Metabolomic profiling of cerebrospinal fluid reveals metabolite
biomarkers in Tick-borne encephalitis Patient
Abstract
Tick-borne encephalitis virus (TBEV) can cause life-threatening CNS
infection. Changes in cerebrospinal fluid (CSF) metabolites may reflect
critical aspects of host responses and end-organ damage in neuro
infection and neuroinflammation. In this study, we applied an untargeted
metabolomics screen of CSF samples to investigate the metabolites
profile and explore biomarkers for TBEV infection. By analyzing CSF
samples from 77 patients with TBEV infection and 23 without TBEV
infection, tryptophan metabolism and Citrate cycle were found to be the
top important metabolic pathways in differentiating the control and case
groups; acetoacetate, 5’-deoxy-5’-(methylthio)-adenosine,
3-methyl-2-oxobutanoic acid,etc. were identified to be metabolic
biomarkers(| log 2
FC|>1,VIP>1,FDR<0.05)in CSF and
clearly separated the TBEV infection from the non-infected samples.

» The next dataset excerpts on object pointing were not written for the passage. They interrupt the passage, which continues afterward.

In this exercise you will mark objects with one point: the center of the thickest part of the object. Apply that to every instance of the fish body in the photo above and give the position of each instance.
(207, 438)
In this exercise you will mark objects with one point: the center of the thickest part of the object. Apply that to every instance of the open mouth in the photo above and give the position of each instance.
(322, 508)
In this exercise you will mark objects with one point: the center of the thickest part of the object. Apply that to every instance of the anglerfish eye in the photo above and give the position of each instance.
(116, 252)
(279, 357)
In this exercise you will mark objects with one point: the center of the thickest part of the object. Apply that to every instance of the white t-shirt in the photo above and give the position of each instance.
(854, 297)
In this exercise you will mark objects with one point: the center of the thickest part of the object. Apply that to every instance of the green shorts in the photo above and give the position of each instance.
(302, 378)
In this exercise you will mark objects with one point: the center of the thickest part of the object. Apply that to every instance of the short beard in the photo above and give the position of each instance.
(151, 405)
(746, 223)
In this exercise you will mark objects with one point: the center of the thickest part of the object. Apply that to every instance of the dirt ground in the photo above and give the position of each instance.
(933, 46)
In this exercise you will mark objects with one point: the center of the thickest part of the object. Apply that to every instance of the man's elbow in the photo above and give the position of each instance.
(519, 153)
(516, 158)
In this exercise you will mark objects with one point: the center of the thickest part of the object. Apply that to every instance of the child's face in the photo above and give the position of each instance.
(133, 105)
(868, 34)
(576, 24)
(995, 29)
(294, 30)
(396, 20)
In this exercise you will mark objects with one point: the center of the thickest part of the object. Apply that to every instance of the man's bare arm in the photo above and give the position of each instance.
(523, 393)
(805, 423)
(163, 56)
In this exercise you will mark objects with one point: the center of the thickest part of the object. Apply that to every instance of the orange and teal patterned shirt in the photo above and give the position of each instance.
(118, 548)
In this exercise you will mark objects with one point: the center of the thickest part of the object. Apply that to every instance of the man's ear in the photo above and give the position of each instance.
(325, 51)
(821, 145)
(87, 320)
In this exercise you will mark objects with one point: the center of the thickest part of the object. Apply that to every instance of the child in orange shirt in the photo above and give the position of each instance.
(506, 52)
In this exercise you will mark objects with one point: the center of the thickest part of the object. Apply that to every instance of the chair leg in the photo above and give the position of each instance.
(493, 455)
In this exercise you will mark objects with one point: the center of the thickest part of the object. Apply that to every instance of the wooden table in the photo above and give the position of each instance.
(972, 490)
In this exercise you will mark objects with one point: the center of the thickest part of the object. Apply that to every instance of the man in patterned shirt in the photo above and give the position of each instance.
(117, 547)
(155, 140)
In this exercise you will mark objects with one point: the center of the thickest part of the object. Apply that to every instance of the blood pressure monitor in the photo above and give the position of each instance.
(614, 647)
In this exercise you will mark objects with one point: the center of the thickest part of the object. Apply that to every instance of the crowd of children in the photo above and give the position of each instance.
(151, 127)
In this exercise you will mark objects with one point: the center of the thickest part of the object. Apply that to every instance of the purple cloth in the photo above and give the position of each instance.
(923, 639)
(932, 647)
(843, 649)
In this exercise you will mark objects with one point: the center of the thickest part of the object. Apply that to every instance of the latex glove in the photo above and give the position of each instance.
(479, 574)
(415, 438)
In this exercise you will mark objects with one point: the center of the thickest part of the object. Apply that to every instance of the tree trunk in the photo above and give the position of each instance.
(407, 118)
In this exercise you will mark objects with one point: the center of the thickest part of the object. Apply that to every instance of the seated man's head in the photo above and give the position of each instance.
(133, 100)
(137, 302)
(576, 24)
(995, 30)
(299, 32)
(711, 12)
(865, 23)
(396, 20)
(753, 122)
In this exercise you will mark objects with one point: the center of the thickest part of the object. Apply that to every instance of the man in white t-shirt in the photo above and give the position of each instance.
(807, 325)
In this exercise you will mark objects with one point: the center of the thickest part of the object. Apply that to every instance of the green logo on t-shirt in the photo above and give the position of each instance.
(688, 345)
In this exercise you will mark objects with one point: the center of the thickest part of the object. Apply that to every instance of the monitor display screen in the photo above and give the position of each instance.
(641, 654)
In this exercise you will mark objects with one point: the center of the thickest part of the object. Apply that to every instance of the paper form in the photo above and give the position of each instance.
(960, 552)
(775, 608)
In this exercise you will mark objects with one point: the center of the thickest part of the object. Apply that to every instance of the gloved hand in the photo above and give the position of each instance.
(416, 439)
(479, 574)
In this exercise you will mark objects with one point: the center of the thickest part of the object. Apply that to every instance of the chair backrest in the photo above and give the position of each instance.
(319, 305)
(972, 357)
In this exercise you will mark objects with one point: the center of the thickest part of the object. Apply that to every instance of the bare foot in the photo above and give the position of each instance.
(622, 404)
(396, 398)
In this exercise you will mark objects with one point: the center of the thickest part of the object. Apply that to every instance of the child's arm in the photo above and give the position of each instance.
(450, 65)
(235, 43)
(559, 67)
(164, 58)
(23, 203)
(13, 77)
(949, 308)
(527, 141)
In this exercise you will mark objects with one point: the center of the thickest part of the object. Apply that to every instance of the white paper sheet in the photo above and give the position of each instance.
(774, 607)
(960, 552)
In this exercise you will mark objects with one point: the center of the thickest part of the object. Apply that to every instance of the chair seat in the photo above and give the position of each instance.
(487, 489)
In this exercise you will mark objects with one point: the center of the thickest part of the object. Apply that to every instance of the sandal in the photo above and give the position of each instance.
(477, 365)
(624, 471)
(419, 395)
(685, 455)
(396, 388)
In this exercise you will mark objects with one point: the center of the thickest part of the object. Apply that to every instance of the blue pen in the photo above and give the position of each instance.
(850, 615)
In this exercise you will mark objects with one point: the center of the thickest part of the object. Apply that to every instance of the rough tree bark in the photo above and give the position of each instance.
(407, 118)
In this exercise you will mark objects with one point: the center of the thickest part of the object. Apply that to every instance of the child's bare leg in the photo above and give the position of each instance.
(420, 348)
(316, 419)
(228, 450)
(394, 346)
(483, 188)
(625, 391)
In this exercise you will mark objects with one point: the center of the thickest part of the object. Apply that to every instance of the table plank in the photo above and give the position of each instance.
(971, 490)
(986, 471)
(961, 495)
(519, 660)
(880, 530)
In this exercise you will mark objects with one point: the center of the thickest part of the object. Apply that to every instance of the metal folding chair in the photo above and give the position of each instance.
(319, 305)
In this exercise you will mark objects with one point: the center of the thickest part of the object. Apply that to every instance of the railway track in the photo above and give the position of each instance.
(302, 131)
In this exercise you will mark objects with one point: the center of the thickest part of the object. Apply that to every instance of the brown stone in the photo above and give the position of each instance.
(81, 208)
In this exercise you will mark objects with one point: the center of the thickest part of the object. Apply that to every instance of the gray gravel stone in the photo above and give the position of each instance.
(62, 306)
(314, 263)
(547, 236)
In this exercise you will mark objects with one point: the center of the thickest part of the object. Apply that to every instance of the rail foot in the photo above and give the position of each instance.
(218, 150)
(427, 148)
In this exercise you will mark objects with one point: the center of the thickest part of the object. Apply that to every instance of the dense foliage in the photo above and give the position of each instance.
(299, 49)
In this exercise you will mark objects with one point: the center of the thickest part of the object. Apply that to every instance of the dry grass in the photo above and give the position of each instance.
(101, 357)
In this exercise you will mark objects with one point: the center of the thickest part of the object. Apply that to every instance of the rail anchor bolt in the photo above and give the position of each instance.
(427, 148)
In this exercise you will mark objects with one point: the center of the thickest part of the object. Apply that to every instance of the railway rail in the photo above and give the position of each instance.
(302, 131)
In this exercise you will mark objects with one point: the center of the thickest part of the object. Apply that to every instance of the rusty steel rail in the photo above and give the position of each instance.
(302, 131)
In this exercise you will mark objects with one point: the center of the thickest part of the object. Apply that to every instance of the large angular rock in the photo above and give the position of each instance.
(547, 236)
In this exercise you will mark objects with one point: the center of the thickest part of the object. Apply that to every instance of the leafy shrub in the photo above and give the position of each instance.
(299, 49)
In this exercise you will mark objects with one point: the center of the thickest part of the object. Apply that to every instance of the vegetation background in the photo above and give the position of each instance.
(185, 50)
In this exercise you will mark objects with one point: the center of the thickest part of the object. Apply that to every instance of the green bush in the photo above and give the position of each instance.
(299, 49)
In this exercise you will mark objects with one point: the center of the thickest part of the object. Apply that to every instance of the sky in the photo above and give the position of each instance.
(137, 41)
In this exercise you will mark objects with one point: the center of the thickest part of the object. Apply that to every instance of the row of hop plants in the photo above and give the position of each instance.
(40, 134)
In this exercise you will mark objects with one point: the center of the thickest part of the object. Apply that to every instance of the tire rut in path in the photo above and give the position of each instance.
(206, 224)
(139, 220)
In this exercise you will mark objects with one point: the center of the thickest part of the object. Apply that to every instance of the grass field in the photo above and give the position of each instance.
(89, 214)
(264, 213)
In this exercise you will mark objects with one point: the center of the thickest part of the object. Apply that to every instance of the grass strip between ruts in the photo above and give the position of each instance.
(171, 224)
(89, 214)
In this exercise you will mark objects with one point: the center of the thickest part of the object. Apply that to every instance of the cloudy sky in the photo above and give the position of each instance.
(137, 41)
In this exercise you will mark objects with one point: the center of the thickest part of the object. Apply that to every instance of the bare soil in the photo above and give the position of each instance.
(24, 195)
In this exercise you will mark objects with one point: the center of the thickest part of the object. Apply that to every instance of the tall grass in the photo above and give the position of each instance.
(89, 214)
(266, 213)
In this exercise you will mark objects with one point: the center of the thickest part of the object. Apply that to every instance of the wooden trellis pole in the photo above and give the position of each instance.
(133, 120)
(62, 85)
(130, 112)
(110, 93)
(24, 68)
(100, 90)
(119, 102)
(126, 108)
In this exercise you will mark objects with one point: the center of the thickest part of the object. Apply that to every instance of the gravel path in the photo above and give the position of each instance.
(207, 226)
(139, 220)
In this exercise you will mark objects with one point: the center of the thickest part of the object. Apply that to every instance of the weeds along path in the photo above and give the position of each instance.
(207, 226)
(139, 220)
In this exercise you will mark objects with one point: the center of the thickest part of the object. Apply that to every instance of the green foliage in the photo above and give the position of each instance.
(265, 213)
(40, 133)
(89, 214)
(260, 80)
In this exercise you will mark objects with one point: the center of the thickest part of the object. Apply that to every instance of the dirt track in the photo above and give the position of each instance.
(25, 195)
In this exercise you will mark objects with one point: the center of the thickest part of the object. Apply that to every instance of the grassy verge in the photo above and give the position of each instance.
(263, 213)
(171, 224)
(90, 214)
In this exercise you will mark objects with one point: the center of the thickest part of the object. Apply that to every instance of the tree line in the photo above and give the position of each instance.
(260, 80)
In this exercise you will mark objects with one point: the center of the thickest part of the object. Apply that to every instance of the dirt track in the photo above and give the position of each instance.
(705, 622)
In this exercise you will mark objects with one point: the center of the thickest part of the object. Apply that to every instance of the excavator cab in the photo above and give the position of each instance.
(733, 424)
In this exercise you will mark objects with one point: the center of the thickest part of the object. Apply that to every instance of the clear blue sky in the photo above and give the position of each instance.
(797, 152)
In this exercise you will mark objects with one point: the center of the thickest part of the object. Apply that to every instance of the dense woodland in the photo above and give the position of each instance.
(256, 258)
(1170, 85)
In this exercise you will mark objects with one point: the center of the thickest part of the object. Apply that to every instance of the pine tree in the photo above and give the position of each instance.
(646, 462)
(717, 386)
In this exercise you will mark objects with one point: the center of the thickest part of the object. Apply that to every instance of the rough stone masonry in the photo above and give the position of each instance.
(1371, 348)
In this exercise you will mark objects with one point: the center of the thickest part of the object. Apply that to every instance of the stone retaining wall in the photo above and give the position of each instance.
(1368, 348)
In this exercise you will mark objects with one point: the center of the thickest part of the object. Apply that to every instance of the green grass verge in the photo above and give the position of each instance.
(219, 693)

Moreover, four metabolites were identified to be associated with fatal
outcome, including kynurenic acid, 5-hydroxyindole-3-acetic acid,
DL-tryptophan, indole-3-acrylic acid, demonstrating the potential
predictive biomarkers for severe TBEV infection. This study explored the
metabolic profile of TBEV infection both in CSF samples and identified
candidate biomarkers for TBEV infection, which might be useful in target
screening for differential diagnosis and therapeutic inter-vention.